La “diligencia” me ha de llevar hacia Arriondas, entre las primeras briznas de sol de un amanecer de seda.
Lo de la bolera dicen que fue milagro. Por algo las viejas hacen la señal de la cruz al retornar de la fuente. Todo Onís es un silencio desgranado en los prados.
El zapatero músico duerme en su cuchitril a la bartola.
* * *
Nota de la Redacción [indudablemente, de Paco Pendás]

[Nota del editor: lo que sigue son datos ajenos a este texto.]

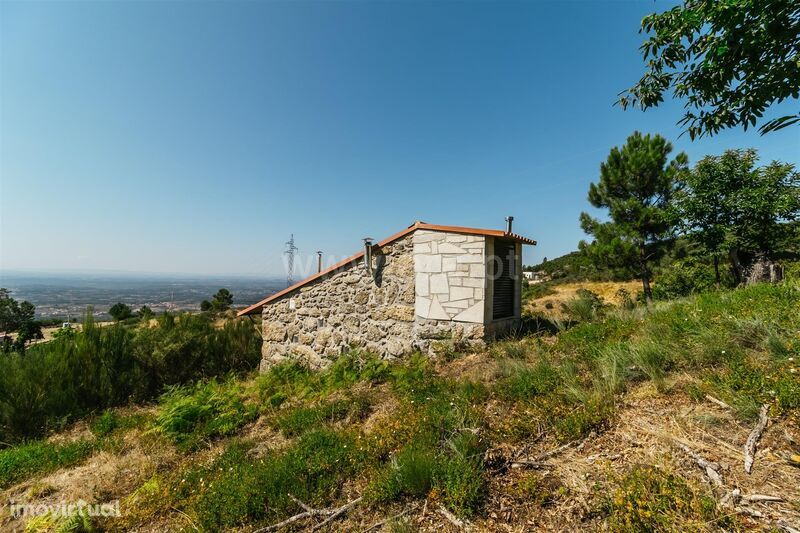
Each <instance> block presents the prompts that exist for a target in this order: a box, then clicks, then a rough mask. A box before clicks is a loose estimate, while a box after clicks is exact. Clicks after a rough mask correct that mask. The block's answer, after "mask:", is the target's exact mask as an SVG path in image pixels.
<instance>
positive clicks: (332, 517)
mask: <svg viewBox="0 0 800 533" xmlns="http://www.w3.org/2000/svg"><path fill="white" fill-rule="evenodd" d="M362 498H363V496H359V497H358V498H356V499H355V500H353V501H351V502H348V503H346V504H344V505H342V506H341V507H339V508H338V509H334V510H333V511H334V512H333V514H331V515H330V516H329V517H328V518H326V519H325V520H323V521H322V522H320V523H319V524H317V525H315V526H314V527H312V528H311V531H316V530H318V529H319V528H321V527H322V526H324V525H326V524H329V523H330V522H333V521H334V520H336V519H337V518H338V517H340V516H341V515H343V514H344V513H346V512H347V511H349V510H350V509H352V508H353V507H355V506H356V505H358V503H359V502H360V501H361V499H362Z"/></svg>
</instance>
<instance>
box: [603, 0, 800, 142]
mask: <svg viewBox="0 0 800 533" xmlns="http://www.w3.org/2000/svg"><path fill="white" fill-rule="evenodd" d="M640 31H641V32H644V33H647V34H649V38H648V39H647V40H646V41H645V42H644V44H642V46H641V48H640V50H641V51H642V56H643V59H644V60H645V61H646V62H647V71H646V72H645V74H644V76H642V78H641V79H640V80H639V82H638V83H637V84H636V85H634V86H633V87H631V88H630V89H628V90H627V91H624V92H623V93H622V94H621V96H620V99H619V103H620V104H621V105H622V107H623V108H627V107H629V106H634V107H640V108H642V109H648V108H651V107H655V106H657V105H658V104H660V103H661V102H662V101H663V100H664V93H665V92H667V91H669V90H671V91H672V93H673V95H674V97H676V98H680V99H685V100H686V104H685V106H684V107H685V108H686V112H685V114H684V116H683V118H682V119H681V120H680V121H679V124H680V125H682V126H683V127H685V128H686V131H687V132H688V133H689V135H690V136H691V138H692V139H694V138H695V137H698V136H704V135H714V134H716V133H717V132H719V131H720V130H722V129H724V128H729V127H735V126H743V127H744V128H745V129H747V128H748V127H749V126H755V125H756V123H757V122H759V121H760V120H762V119H763V116H764V114H765V112H767V110H768V108H769V107H770V106H772V105H773V104H776V103H780V102H782V101H784V100H786V99H789V98H793V99H797V98H798V93H800V61H798V54H800V3H798V2H797V0H726V1H719V0H685V1H684V3H683V5H680V6H676V7H674V8H672V9H670V10H668V11H666V12H664V13H654V14H651V15H648V16H647V17H645V18H644V19H643V20H642V26H641V30H640ZM798 122H800V113H797V114H793V115H784V116H778V117H774V118H770V119H768V120H767V121H766V122H763V124H762V125H761V127H760V128H759V130H760V131H761V133H762V134H763V133H767V132H770V131H774V130H777V129H780V128H784V127H786V126H789V125H791V124H795V123H798Z"/></svg>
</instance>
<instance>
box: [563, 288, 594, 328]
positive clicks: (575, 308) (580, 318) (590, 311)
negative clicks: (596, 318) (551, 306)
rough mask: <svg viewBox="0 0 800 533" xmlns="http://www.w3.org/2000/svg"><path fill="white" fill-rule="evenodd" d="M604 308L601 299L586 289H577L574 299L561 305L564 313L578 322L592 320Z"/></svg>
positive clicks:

El autor de esta crónica, Alfonso Camín, querido amigo y compañero nuestro, pasó por Cangas de refilón, hace unos días; puso proa a Viego para despedirse del director de “Prensa Gráfica”, y, escabulléndonos el bulto, se fue a Gijón y embarcó rumbo a Cuba y México, a cuya república le lleva una importante y honrosa misión periodística de la gran revista La Esfera, de Madrid.

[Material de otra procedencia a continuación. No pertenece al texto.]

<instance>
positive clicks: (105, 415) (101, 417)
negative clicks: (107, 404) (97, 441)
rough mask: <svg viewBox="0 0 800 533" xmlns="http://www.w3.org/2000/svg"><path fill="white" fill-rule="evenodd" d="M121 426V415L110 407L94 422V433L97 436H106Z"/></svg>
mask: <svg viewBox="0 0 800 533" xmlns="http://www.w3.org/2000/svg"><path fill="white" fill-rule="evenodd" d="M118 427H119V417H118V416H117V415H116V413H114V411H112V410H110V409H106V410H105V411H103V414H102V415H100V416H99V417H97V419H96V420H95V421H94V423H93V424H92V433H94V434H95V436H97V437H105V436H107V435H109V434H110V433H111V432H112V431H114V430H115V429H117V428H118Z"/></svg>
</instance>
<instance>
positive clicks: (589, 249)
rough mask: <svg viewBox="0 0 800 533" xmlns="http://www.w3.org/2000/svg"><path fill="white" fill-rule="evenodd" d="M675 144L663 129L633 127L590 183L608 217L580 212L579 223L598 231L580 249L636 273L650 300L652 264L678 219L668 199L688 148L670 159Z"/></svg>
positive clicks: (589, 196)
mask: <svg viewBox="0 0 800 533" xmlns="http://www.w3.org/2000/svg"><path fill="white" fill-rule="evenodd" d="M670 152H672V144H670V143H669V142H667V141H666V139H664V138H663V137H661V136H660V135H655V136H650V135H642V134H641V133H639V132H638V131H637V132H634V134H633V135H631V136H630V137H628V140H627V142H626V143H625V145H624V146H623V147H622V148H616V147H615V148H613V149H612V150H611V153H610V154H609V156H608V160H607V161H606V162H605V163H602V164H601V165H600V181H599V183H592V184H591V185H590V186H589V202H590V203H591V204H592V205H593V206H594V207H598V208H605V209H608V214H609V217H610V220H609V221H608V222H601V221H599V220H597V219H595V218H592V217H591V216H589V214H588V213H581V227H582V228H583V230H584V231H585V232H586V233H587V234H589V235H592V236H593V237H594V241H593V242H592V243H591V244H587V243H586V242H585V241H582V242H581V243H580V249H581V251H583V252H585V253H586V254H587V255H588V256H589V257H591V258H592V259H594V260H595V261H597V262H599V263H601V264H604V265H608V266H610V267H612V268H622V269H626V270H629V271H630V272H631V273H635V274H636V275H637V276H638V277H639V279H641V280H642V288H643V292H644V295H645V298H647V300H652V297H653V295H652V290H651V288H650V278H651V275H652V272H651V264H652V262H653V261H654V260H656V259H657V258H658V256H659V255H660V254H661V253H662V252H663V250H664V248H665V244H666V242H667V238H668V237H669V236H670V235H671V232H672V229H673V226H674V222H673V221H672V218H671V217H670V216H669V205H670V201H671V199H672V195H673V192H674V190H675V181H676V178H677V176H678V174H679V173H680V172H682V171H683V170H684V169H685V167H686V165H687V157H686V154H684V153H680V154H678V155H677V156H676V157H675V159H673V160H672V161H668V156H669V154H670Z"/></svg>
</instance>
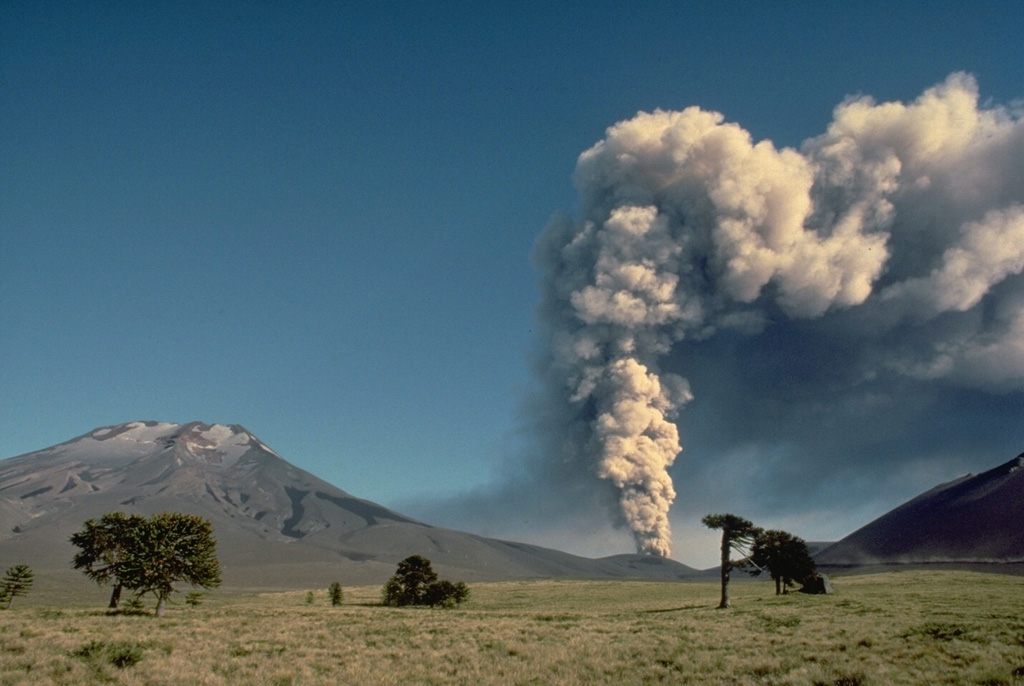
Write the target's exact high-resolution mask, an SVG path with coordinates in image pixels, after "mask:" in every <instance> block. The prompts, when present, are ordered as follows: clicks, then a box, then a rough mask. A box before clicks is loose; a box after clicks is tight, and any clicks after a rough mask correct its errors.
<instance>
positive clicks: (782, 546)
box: [749, 529, 816, 595]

Al pasar por estos andurriales ni preguntó por nosotros ni se detuvo a visitarnos, aunque no hubiera sido más que para decirnos de qué se le murió una miruella casi implume que el verano pasado formaba parte de su equipaje y que María “La Ñola” le cuidó solícitamente los días que pasó entre nosotros sin lograr convencerle de que aquella avecilla encogida y de aire tristón no pertenecía al sexo fuerte -como él creía- sino al débil. Y nosotros, al enterarnos de su paso y de su enojo –que ya sospechábamos- hemos sonreído de buen humor y, después de escribirle unas líneas de despedida, reproducimos en estas columnas, que siempre le fueron familiares, las anteriores impresiones de su viaje que mandó a La Libertad, para demostrarle que las infantilidades de los grandes poetas –a las que hace años que estamos acostumbrados- no son bastante a resquebrajar los fundamentos de nuestras viejas amistades; y por lo mismo confiamos en que a su regreso de América, que le deseamos para en breve y con provecho, podremos reñir a nuestro sabor, con toda la franca amistad asturiana que mutuamente nos tenemos, mientras en la cazuela humea el sabroso condumio regional y en los vasos ríe el áureo zumo de las manzanas.
Artículo publicado en El Popular, Cangas de Onís, año IX, núm. 382, 6 de septiembre de 1928, pp. 1-2. Las fotografías forman de la colección recopilada por Fermín Canella y Secades, hoy en la Biblioteca de Asturias (Bca. y papeles de Tolivar Alas, signatura Ast. T.A. Can Fot 2-56). Muy probablemente, fueron publicadas en la revista Covadonga, poco antes del fallecimiento de Canella en 1924.